Must not Krishna’s son be as noble and divine and wise and loving as Krishna? But that is not so. Samba comes with his own personality and his own destiny over which Krishna has no influence. Or does he?
Can we wonder if Samba was a product of his father’s neglect? For was not Krishna spending most of his time with Arjuna and the Pandavas and in the politics of Kurukshetra? There are hardly any stories of Krishna as father. He is friend, philosopher and guide to Arjuna, but the only stories of father and son are of tension, rage and violence.
In conversations about corporations, we often forget about the other half of our lives, the personal one. As more and more people are working 24×7, thanks to Internet, and smart devices, the lines between professional and personal, work and life are getting blurred with the professional and the work side overtaking the personal and life side. In fact, people feel noble when they sacrifice family for work and guilty when they take a holiday to take care of their family.
Somewhere along the line we have attached our value and our purpose and our identity to our work and our achievements. Family is not seen as achievement. Children are not seen as purpose. They are seen as obligations, duties, by-products of existence, even collateral damage. In families we don’t feel like valorous heroes. In the 20th century, in the post-industrialised world, family is seen as emasculating baggage. People are being encouraged in the West to live single lives, and devote more and more time to either personal pleasure or personal achievement. The former is for self-indulgent and rich hedonists. The latter for those who have purpose.
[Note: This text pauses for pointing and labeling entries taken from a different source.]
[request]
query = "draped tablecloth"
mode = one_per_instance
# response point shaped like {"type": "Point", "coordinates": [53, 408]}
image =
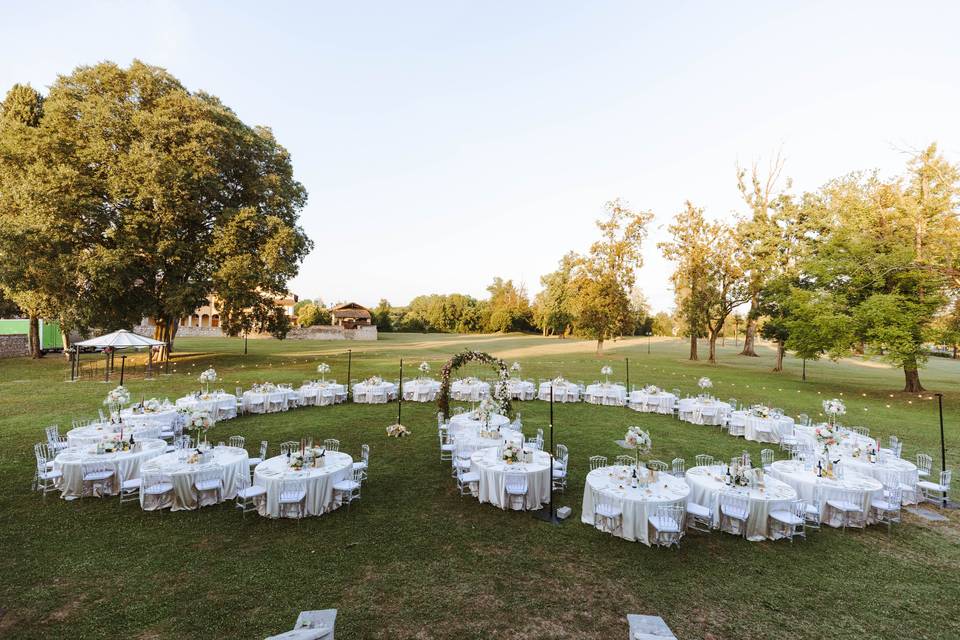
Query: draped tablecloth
{"type": "Point", "coordinates": [562, 391]}
{"type": "Point", "coordinates": [661, 402]}
{"type": "Point", "coordinates": [804, 480]}
{"type": "Point", "coordinates": [125, 465]}
{"type": "Point", "coordinates": [367, 393]}
{"type": "Point", "coordinates": [232, 460]}
{"type": "Point", "coordinates": [760, 429]}
{"type": "Point", "coordinates": [91, 434]}
{"type": "Point", "coordinates": [493, 473]}
{"type": "Point", "coordinates": [606, 393]}
{"type": "Point", "coordinates": [469, 389]}
{"type": "Point", "coordinates": [323, 393]}
{"type": "Point", "coordinates": [521, 389]}
{"type": "Point", "coordinates": [320, 499]}
{"type": "Point", "coordinates": [222, 406]}
{"type": "Point", "coordinates": [703, 411]}
{"type": "Point", "coordinates": [706, 485]}
{"type": "Point", "coordinates": [638, 504]}
{"type": "Point", "coordinates": [421, 390]}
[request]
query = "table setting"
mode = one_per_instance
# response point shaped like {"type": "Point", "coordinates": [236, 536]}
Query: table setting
{"type": "Point", "coordinates": [319, 469]}
{"type": "Point", "coordinates": [654, 489]}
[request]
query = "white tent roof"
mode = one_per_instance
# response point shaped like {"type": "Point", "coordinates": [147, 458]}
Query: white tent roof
{"type": "Point", "coordinates": [122, 339]}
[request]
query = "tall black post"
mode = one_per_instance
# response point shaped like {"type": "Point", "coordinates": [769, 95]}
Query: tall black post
{"type": "Point", "coordinates": [400, 392]}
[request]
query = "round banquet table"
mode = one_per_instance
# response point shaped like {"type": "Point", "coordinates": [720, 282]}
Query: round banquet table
{"type": "Point", "coordinates": [321, 497]}
{"type": "Point", "coordinates": [706, 485]}
{"type": "Point", "coordinates": [469, 390]}
{"type": "Point", "coordinates": [521, 389]}
{"type": "Point", "coordinates": [221, 405]}
{"type": "Point", "coordinates": [366, 393]}
{"type": "Point", "coordinates": [493, 473]}
{"type": "Point", "coordinates": [91, 434]}
{"type": "Point", "coordinates": [703, 411]}
{"type": "Point", "coordinates": [661, 402]}
{"type": "Point", "coordinates": [804, 480]}
{"type": "Point", "coordinates": [424, 390]}
{"type": "Point", "coordinates": [126, 465]}
{"type": "Point", "coordinates": [323, 393]}
{"type": "Point", "coordinates": [759, 429]}
{"type": "Point", "coordinates": [638, 504]}
{"type": "Point", "coordinates": [562, 391]}
{"type": "Point", "coordinates": [606, 393]}
{"type": "Point", "coordinates": [232, 460]}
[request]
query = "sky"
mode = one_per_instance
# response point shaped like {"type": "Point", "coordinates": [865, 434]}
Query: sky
{"type": "Point", "coordinates": [445, 143]}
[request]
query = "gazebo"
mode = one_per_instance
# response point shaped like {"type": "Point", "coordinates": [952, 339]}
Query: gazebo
{"type": "Point", "coordinates": [110, 343]}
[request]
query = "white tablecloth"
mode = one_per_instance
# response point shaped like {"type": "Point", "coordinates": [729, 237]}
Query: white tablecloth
{"type": "Point", "coordinates": [469, 390]}
{"type": "Point", "coordinates": [563, 392]}
{"type": "Point", "coordinates": [606, 393]}
{"type": "Point", "coordinates": [232, 460]}
{"type": "Point", "coordinates": [638, 504]}
{"type": "Point", "coordinates": [365, 393]}
{"type": "Point", "coordinates": [323, 393]}
{"type": "Point", "coordinates": [521, 389]}
{"type": "Point", "coordinates": [700, 411]}
{"type": "Point", "coordinates": [493, 471]}
{"type": "Point", "coordinates": [222, 406]}
{"type": "Point", "coordinates": [92, 434]}
{"type": "Point", "coordinates": [424, 390]}
{"type": "Point", "coordinates": [652, 403]}
{"type": "Point", "coordinates": [126, 466]}
{"type": "Point", "coordinates": [706, 485]}
{"type": "Point", "coordinates": [805, 481]}
{"type": "Point", "coordinates": [758, 429]}
{"type": "Point", "coordinates": [320, 499]}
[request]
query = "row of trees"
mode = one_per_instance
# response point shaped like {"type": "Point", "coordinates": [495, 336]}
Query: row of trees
{"type": "Point", "coordinates": [123, 195]}
{"type": "Point", "coordinates": [863, 265]}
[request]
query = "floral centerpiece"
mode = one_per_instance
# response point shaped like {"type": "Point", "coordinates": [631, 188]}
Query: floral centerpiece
{"type": "Point", "coordinates": [834, 408]}
{"type": "Point", "coordinates": [397, 431]}
{"type": "Point", "coordinates": [207, 378]}
{"type": "Point", "coordinates": [115, 401]}
{"type": "Point", "coordinates": [511, 453]}
{"type": "Point", "coordinates": [323, 369]}
{"type": "Point", "coordinates": [606, 371]}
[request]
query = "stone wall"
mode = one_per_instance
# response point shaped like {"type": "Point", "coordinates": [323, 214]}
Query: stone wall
{"type": "Point", "coordinates": [15, 345]}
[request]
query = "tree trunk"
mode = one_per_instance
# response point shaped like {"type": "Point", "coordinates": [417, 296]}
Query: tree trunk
{"type": "Point", "coordinates": [778, 366]}
{"type": "Point", "coordinates": [750, 331]}
{"type": "Point", "coordinates": [912, 378]}
{"type": "Point", "coordinates": [34, 337]}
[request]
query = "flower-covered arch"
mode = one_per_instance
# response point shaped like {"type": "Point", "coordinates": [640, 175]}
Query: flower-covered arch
{"type": "Point", "coordinates": [501, 393]}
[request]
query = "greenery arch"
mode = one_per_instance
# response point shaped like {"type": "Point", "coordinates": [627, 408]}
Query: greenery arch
{"type": "Point", "coordinates": [501, 392]}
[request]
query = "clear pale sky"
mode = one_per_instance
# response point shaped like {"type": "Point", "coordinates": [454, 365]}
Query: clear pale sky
{"type": "Point", "coordinates": [445, 143]}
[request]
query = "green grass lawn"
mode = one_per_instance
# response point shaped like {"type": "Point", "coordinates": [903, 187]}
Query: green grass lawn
{"type": "Point", "coordinates": [413, 559]}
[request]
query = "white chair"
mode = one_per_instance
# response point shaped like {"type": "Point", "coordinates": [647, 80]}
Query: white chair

We admire leaders who sacrifice family for a ‘larger’ cause. Like freedom fighters who neglect their wives and children. Like business men and entrepreneurs and consultants who spend most of their time in office. The children are asleep when they leave for office and asleep when they return.
With the rise of feminism, women are also working. Parenting has been outsourced to maids, teachers, computers, videogames and grandparents. Women who work in the office have not been compensated by their husbands spending more time at home. Instead women are made to feel guilty for not being good mothers. No one questions men for not being good fathers. Eventually, the office wins. Absent parents rationalise how office is more important than the children: we need the money, the children eventually grow up, surely our needs are also important. Children are still seen as woman’s responsibility. Men who wonder about their children are seen as effeminate, not good professionals.
Many great Krishnas in the workplace discover that they have nurtured Samba at home: sons who either follow destructive paths as they seek attention, or sons who make their way away from parents, as they have grown used to not having them around. Who wins? Corporations were supposed to create wealth for the family. Now families are creating only workers for the corporation. We have many more Krishnas in this generation and maybe many Sambas in the next.
~By Devdutt Patnaik
(The author writes and lectures on relevance of mythology in management. He is the author of Business Sutra: an Indian approach to management.)